Gerade zurückgetreten ist in dem Zusammenhang der Wirtschaftsstaatssekretär Nicola Cosentino. Italiens oberster Mafia-Ermittler, Piero Grasso, sagte der Zeitung La Repubblica: "Die Korruption scheint heute dem Erhalt eines kriminellen Netzes zu dienen, in dem es einen derart komplizierten Austausch von Gegenleistungen gibt, dass er nicht in unsere juristischen Modelle passt."

Die Schlüsselfigur der Geheimloge, der sardische Geschäftsmann Flavio Carboni, soll versucht haben, mit einem Schmiergeld von 30.000 Euro einen Auftrag der Eisenbahn in Mailand zu erhalten.





Überdies soll er seinem Vermittler Beraterverträge für 900.000 Euro versprochen haben. Premier Silvio Berlusconi bezeichnete die Ermittlungen als "Manöver linker Medien und Staatsanwälte, um einen Umsturz herbeizuführen". Die Regierung werde sich "dadurch nicht irritieren lassen".  Was aus den 15.000 Seiten Abhörprotokollen der Carabinieri bekannt wurde, weist auf weit mehr als Bestechung hin.

Es sieht so aus, als habe ein Kreis von Politikern, Unternehmern mit Mafia-Verbindungen und hohen Richtern versucht, Einfluss zu nehmen auf Regionalwahlen, Richterbesetzungen und sogar das Verfassungsgericht.

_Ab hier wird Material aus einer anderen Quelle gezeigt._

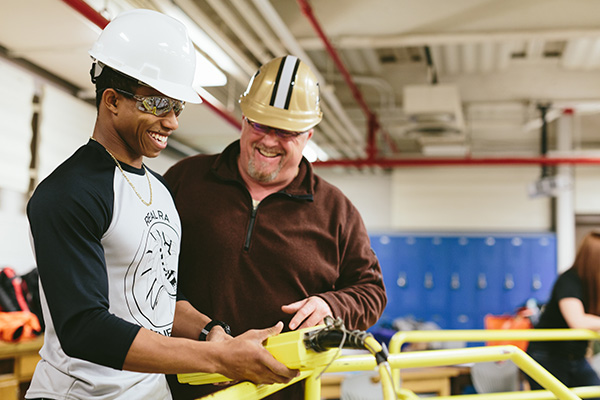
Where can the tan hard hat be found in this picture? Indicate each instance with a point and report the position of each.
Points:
(284, 94)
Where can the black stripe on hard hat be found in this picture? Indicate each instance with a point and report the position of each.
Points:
(284, 82)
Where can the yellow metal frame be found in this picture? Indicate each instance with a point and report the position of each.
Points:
(430, 358)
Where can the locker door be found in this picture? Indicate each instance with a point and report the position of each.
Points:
(409, 276)
(543, 267)
(462, 285)
(436, 279)
(517, 273)
(489, 268)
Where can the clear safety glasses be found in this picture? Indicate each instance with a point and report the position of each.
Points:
(156, 105)
(281, 133)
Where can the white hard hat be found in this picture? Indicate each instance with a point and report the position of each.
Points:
(153, 48)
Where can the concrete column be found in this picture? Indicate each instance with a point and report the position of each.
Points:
(565, 202)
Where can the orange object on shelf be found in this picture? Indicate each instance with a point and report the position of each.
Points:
(518, 321)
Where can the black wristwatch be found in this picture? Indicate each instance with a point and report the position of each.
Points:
(211, 325)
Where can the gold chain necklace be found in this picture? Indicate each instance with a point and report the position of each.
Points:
(127, 179)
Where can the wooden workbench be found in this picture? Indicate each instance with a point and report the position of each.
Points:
(436, 380)
(17, 363)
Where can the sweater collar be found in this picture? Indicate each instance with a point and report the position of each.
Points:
(226, 167)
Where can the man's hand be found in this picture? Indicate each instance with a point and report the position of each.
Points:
(245, 359)
(217, 334)
(311, 310)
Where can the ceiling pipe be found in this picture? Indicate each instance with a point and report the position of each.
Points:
(274, 20)
(372, 121)
(95, 17)
(417, 40)
(87, 11)
(423, 162)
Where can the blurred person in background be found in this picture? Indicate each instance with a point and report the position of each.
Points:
(575, 304)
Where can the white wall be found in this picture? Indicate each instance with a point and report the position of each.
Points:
(490, 199)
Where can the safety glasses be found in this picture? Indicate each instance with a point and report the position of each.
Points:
(156, 105)
(264, 129)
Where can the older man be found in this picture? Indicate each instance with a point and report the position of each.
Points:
(264, 238)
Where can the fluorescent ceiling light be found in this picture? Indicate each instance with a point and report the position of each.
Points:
(200, 38)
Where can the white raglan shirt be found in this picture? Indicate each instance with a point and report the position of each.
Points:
(108, 265)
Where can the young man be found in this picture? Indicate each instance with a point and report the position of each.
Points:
(264, 238)
(106, 236)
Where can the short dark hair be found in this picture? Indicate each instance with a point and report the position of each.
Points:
(111, 79)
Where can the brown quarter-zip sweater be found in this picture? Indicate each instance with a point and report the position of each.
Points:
(240, 264)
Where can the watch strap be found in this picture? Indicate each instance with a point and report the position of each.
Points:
(205, 331)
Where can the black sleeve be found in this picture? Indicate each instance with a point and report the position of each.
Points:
(67, 220)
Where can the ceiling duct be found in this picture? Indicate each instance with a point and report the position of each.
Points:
(435, 118)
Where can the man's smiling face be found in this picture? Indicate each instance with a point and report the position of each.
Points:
(269, 159)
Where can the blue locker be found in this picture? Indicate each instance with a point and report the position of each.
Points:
(543, 267)
(517, 272)
(436, 275)
(454, 280)
(462, 284)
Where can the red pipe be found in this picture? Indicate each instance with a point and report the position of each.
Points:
(371, 117)
(422, 162)
(95, 17)
(87, 11)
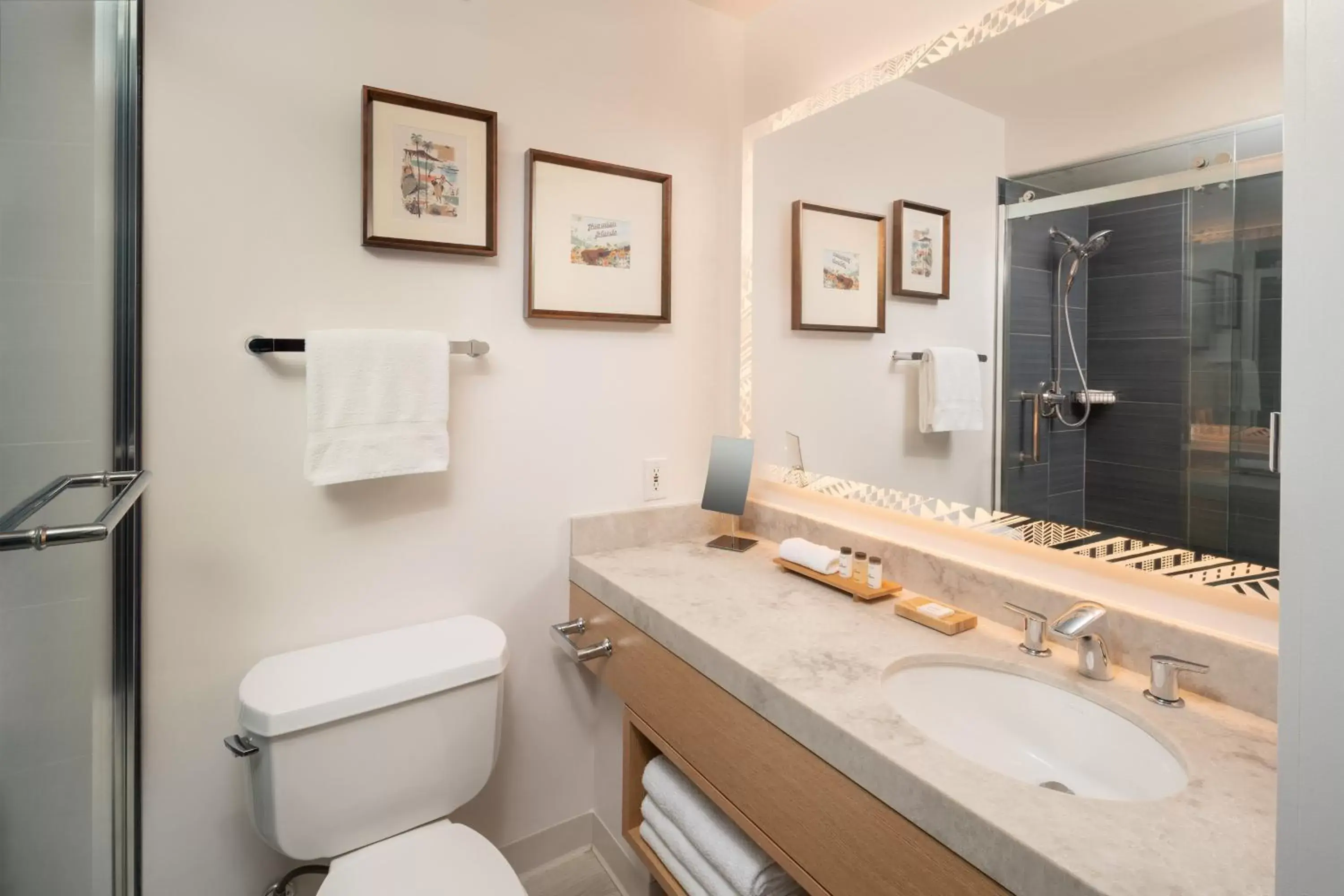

Geheimlogen haben Tradition
Die Staatsanwaltschaft in Rom ermittelt wegen "Bildung einer geheimen Vereinigung mit dem Ziel, Verfassungsorgane zu beeinflussen". Dieses Delikt war formuliert worden zum Verbot der berüchtigten Geheimloge Propaganda Due (P2) - daher der Begriff P3 für die neue Affäre. P2 hatte vor allem in den siebziger Jahren in Italien Politik, Militär, Geheimdienste und Banken unterwandert und mit der Mafia kooperiert.

Unter denen, die jetzt direkt oder als Helfer zu P3 gehören sollen, sind außer Ex-Staatssekretär Cosentino der nationale Koordinator der Regierungspartei PDL, Denis Verdini, und der wegen Mafia-Beihilfe zweimal zu Haft verurteilte PDL-Senator Marcello Dell'Utri. Justizstaatssekretär Giacomo Caliendo soll mit dem Kreis ebenso kooperiert haben wie der oberste Richter-Kontrolleur im Justizministerium, Arcibaldo Miller. Alle bestreiten die Vorwürfe.

Ebenso unter Verdacht steht der Unternehmer Flavio Carboni, bei dem die Ermittlungen ihren Anfang nahmen. Er sitzt trotz seiner 78 Jahre und einer Herzerkrankung in U-Haft. Bereits gut zwei Dutzend Ermittlungsverfahren oder Anklagen hat er hinter sich.
Verurteilt wurde er nur wegen seiner Rolle beim Zusammenbruch der Bank Ambrosiana, die Geldwäsche für P2 betrieb. Zudem stand er wegen Beteiligung am Mord an Ambrosiana-Chefs Roberto Calvi vor Gericht.